WEST PALM BEACH, FL. Back in March 2026, state inspectors walked into a West Palm Beach convenience store and found it open and operating without a valid food permit, raw shell eggs displayed over unwashed limes and prepackaged creamer, and no hot water anywhere in the building because the water heater had been powered off.
The inspection of Kwik Stop on West Palm Beach, conducted March 12, 2026, by the Florida Department of Agriculture and Consumer Services, turned up 21 total violations. One was a priority violation. One was a repeat.
What Inspectors Found
The permit violation alone is a serious legal threshold. The inspector's notes state plainly: "Food establishment open and operating without a food permit." The store had also not provided proof of wastewater services, failing a preoperational inspection requirement.
The raw egg finding was the priority violation of the inspection. Inspectors noted that raw shell eggs were displayed directly over unwashed limes and prepackaged creamer in the retail area. The eggs were moved to an appropriate location during the visit, making it one of the few issues corrected on site.
Hot water was unavailable throughout the entire store because the water heater had been powered off. An inspector noted it was restored during the visit, but the absence of hot water for any period in a food-handling environment raises immediate sanitation concerns.

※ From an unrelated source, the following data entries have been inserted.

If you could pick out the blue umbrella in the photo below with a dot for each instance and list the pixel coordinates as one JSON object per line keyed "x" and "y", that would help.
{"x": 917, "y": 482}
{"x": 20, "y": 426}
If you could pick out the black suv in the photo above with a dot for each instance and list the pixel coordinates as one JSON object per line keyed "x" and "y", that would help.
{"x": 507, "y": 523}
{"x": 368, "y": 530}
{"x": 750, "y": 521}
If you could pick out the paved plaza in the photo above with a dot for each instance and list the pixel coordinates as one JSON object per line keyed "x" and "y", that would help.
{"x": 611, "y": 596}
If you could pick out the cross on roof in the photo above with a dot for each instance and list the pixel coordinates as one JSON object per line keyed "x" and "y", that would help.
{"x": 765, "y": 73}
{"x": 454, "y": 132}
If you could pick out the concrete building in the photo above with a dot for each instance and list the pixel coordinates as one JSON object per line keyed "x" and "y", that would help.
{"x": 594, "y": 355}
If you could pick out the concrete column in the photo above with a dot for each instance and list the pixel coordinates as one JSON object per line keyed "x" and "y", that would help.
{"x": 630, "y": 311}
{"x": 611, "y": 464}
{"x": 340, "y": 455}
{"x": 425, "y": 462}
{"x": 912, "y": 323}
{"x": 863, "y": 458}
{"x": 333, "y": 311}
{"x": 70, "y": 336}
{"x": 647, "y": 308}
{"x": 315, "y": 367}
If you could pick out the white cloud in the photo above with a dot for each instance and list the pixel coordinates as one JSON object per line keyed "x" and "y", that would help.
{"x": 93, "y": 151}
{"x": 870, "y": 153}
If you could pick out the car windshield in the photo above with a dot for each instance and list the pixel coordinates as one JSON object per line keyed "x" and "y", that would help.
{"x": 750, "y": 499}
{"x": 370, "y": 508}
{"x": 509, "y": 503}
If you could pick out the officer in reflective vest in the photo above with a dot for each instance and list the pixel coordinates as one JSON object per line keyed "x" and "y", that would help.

The back room held its own set of problems. The three-compartment sink, used for washing, rinsing, and sanitizing equipment, was directly plumbed into the sewage system, a configuration inspectors flagged as a prohibited direct connection. The hand wash sink next to that same three-compartment sink had no soap and no paper towels or hand-drying device. The employee toilet room hand wash sink also lacked paper towels.
The store had no small-diameter probe thermometer for checking food temperatures and no chlorine sanitizer test strips for verifying sanitizer concentration. Without those tools, there is no reliable way to confirm food is held safely or that equipment is being sanitized effectively.
The person in charge could not correctly answer questions about foodborne illnesses and symptoms. Inspectors also could not verify that food employees had been told they are required to report illness diagnoses and symptoms to management. An employee health guide and a reporting agreement were provided during the visit.
Dirty conditions were documented throughout. Floors in the retail area, the storage room, and the walk-in coolers were dirty. Walls and ceilings inside the walk-in cooler were dirty. Ice had built up inside the reach-in ice freezer and the reach-in frozen dessert freezer. Soiled cardboard was being used to display chips on the retail floor, and wood was being used as shelving over the three-compartment sink in the back room.
The hemp product violation, a repeat from a prior inspection, involved the absence of an age-restriction sign posted adjacent to hemp products intended for human consumption. Signage was provided during the visit.
Not one of the 21 violations was corrected on site in a documented, verified way before the inspection closed. The inspector noted a re-inspection would be required.
What These Violations Mean
Operating without a valid food permit means the store was selling food to the public outside the regulatory framework that exists to catch exactly the kinds of problems inspectors found on March 12. There is no oversight, no scheduled inspections, and no accountability mechanism when a permit is not in place. The store had also failed to demonstrate proof of wastewater services, meaning basic infrastructure for safe food handling had not been verified.
Raw shell eggs stored above ready-to-eat or unwashed produce is a direct cross-contamination risk. Eggs can carry Salmonella on their shells. When stored above limes or creamer, any drip or crack introduces that pathogen to food that may be consumed without cooking.
The person-in-charge failures documented here compound every other violation. When the person running a store cannot answer basic questions about foodborne illness, and when employees have not been told they must report symptoms, a sick employee can work through an illness without anyone intervening. That is one of the most direct routes to a foodborne illness outbreak in a retail food environment.
A direct sewage connection at the three-compartment sink creates a pathway for sewage gases and contamination to enter the area where food-contact surfaces are being cleaned. It is not a paperwork violation. It is a plumbing configuration that undermines the sanitation process entirely.
The Longer Record
The March 12 inspection was not the first time state inspectors had found serious problems at this location. Records show five prior FDACS inspections dating to December 2023.
The most recent prior inspection, also dated March 31, 2026, came after the inspection covered in this article and found 14 violations with two repeats, again under an operating-without-a-valid-food-permit designation requiring re-inspection. A focused inspection the same day found zero violations, suggesting targeted corrections were made but the broader record remained troubled.
Before that, a June 2024 re-inspection found 18 violations. A focused inspection in September 2025 found zero violations. A December 2023 inspection met requirements.
The pattern is uneven. Clean focused inspections have punctuated the record, but the full inspections have repeatedly surfaced double-digit violation counts and, on multiple occasions, the same operating-without-a-permit finding. The hemp product signage violation documented in March 2026 was a repeat, meaning inspectors had cited the store for the same problem before and found it unresolved.
As of the March 12, 2026 inspection, zero violations had been fully corrected on site in a verified manner, and a re-inspection was required.